"Race to the Top: Arctic Inspirations 1909 & Today," celebrates the 100th anniversary of Admiral Robert Peary's 1909 expedition to the North Pole, where the average temperature is minus 40 cold enough to crystallize the inside of your lungs.
The exhibit has two twists: Berkshire Museum founder Zenas Crane, of the famous Crane family, was one of the financial backers of Peary's expedition. The exhibition also examines the role of Matthew Henson, an African-American explorer who accompanied Peary on five expeditions to the Arctic, including the successful 1909 trip.
Peary, Henson and four Inuit men who helped them are believed to be the first people to reach the geographic location of the North Pole.
"This in an incredible story," said Maria Mingalone, the museum's director of interpretation. "People from all over the world were trying to get there. There was a whole fever to see who would get there first."
When he returned, Peary donated 16 items used in the expedition to the museum. Many of those items have been in and out of storage over the years, and now they're being shown in one massive unveiling.
Kimberly Rawson, the museum's director of communications, said the display is a first-time exhibit unique to the history of the exploration.
"This is a brand new take on this famous exploration," she said.
The centerpiece of the exhibit is a sledge (snow sled) used by Peary during the final leg of the trip. There are animal-skin outfits, icepicks, snowshoes and a stuffed polar bear. Children can build igloos with fake snow blocks and adults try on Inuit goggles.
There's Inuit technology of the past and Arctic exploration gear of today. Photos show the hardship of dealing with subzero temperatures for extended periods. The crew sailed north with 70 tons of whale meat and 247 sled dogs.

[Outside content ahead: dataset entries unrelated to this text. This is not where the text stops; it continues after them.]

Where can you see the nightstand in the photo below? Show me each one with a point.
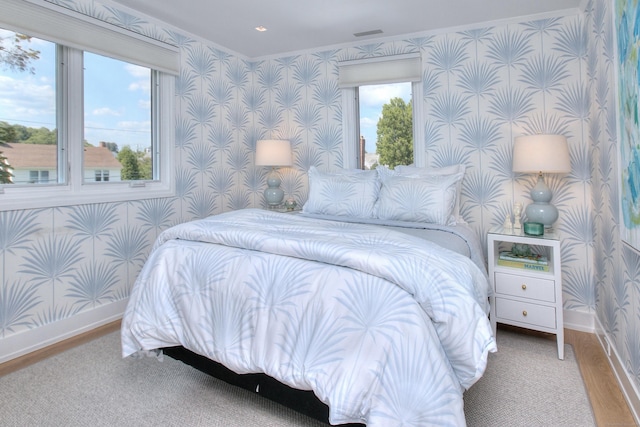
(522, 297)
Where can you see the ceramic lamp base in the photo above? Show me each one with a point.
(273, 194)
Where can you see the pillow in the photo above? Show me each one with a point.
(430, 199)
(350, 193)
(413, 171)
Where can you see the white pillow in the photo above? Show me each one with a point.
(351, 193)
(430, 199)
(412, 171)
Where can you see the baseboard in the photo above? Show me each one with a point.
(582, 321)
(629, 390)
(26, 342)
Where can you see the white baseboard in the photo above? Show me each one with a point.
(582, 321)
(629, 390)
(34, 339)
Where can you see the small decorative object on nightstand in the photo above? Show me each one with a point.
(517, 215)
(527, 287)
(274, 153)
(508, 225)
(290, 204)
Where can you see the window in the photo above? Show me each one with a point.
(101, 176)
(394, 100)
(90, 118)
(38, 177)
(356, 78)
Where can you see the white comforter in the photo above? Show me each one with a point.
(385, 328)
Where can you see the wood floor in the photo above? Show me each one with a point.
(609, 406)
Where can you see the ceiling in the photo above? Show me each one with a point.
(297, 25)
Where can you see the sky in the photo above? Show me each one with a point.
(117, 97)
(372, 98)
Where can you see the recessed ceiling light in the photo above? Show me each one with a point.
(368, 33)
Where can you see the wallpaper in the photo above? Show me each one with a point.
(481, 88)
(617, 265)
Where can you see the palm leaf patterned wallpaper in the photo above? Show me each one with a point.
(482, 88)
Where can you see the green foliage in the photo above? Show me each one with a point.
(111, 146)
(395, 133)
(22, 134)
(14, 56)
(136, 165)
(5, 170)
(8, 133)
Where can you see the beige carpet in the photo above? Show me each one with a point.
(525, 385)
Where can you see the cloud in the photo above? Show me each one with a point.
(131, 125)
(38, 106)
(142, 77)
(106, 111)
(377, 95)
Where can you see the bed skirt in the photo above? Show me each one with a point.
(302, 401)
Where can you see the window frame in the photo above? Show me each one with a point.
(71, 188)
(379, 70)
(351, 127)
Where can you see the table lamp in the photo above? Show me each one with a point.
(274, 153)
(541, 154)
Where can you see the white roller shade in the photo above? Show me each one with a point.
(382, 70)
(63, 26)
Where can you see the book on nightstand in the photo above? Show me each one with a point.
(534, 262)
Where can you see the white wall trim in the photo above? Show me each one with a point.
(629, 390)
(579, 321)
(34, 339)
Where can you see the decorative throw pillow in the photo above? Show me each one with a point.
(351, 193)
(430, 199)
(412, 171)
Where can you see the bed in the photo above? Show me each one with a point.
(374, 324)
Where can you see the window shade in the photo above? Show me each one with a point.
(382, 70)
(73, 29)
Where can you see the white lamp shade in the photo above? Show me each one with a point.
(273, 152)
(541, 153)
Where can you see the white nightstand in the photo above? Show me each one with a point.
(527, 298)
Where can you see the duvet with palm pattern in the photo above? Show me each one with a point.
(385, 328)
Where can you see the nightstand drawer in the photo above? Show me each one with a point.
(525, 287)
(523, 312)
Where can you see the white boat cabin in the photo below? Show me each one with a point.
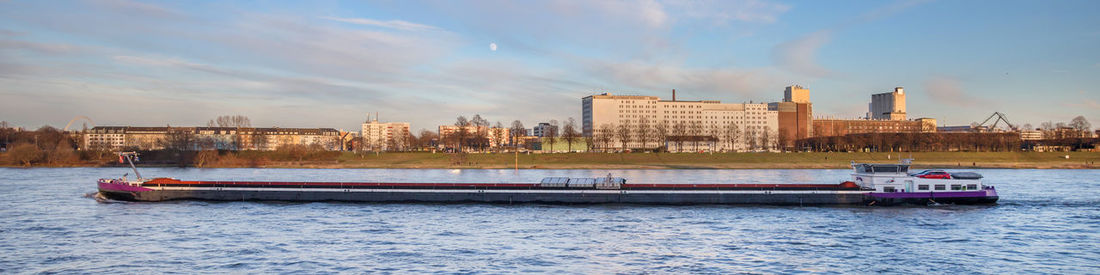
(897, 178)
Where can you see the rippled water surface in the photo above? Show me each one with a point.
(1046, 221)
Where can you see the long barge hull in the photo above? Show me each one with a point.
(644, 194)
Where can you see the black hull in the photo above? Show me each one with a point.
(926, 201)
(499, 197)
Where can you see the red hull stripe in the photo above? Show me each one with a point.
(177, 183)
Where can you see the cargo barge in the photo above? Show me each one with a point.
(872, 184)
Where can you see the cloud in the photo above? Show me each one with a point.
(140, 8)
(800, 55)
(944, 89)
(398, 24)
(652, 13)
(723, 12)
(37, 46)
(658, 77)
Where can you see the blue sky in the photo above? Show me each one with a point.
(330, 63)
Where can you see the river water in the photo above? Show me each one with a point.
(1046, 221)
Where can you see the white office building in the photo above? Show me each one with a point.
(686, 124)
(384, 135)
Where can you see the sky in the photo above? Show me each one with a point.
(330, 64)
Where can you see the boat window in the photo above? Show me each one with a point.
(884, 168)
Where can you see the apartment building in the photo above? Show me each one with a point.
(384, 135)
(734, 127)
(208, 138)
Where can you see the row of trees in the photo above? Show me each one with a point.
(43, 146)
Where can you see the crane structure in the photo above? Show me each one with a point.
(1000, 117)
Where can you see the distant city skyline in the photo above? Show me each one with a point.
(330, 64)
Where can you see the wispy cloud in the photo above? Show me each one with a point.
(141, 8)
(799, 55)
(398, 24)
(948, 90)
(722, 12)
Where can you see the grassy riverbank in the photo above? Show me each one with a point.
(651, 161)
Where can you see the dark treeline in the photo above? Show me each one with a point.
(934, 142)
(43, 146)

"The sheer audacity of the attempt was incredible," Mingalone said.
Crane and Peary were mutual friends in an exploration club based in New York City. Crane was an explorer himself, traveling around the world and collecting items for the local museum.
Patrons will learn that Peary named one of the ports the crew used on the ice mass Crane City. And there are original letters from Peary to Crane.
The exploration didn't go down without controversy. After Peary and his crew returned to America with the news, a man named Frederick Cook claimed that he made it to the North Pole in April 1908.
He was later found to be a fraud, and modern explorers have since confirmed Peary's claim with forensic science, examining his photos from 1909.
When Peary and his crew made it to the Pole, he wrote: "The Pole at last. The prize of three centuries. My dream and goal of 20 years. Mine at last."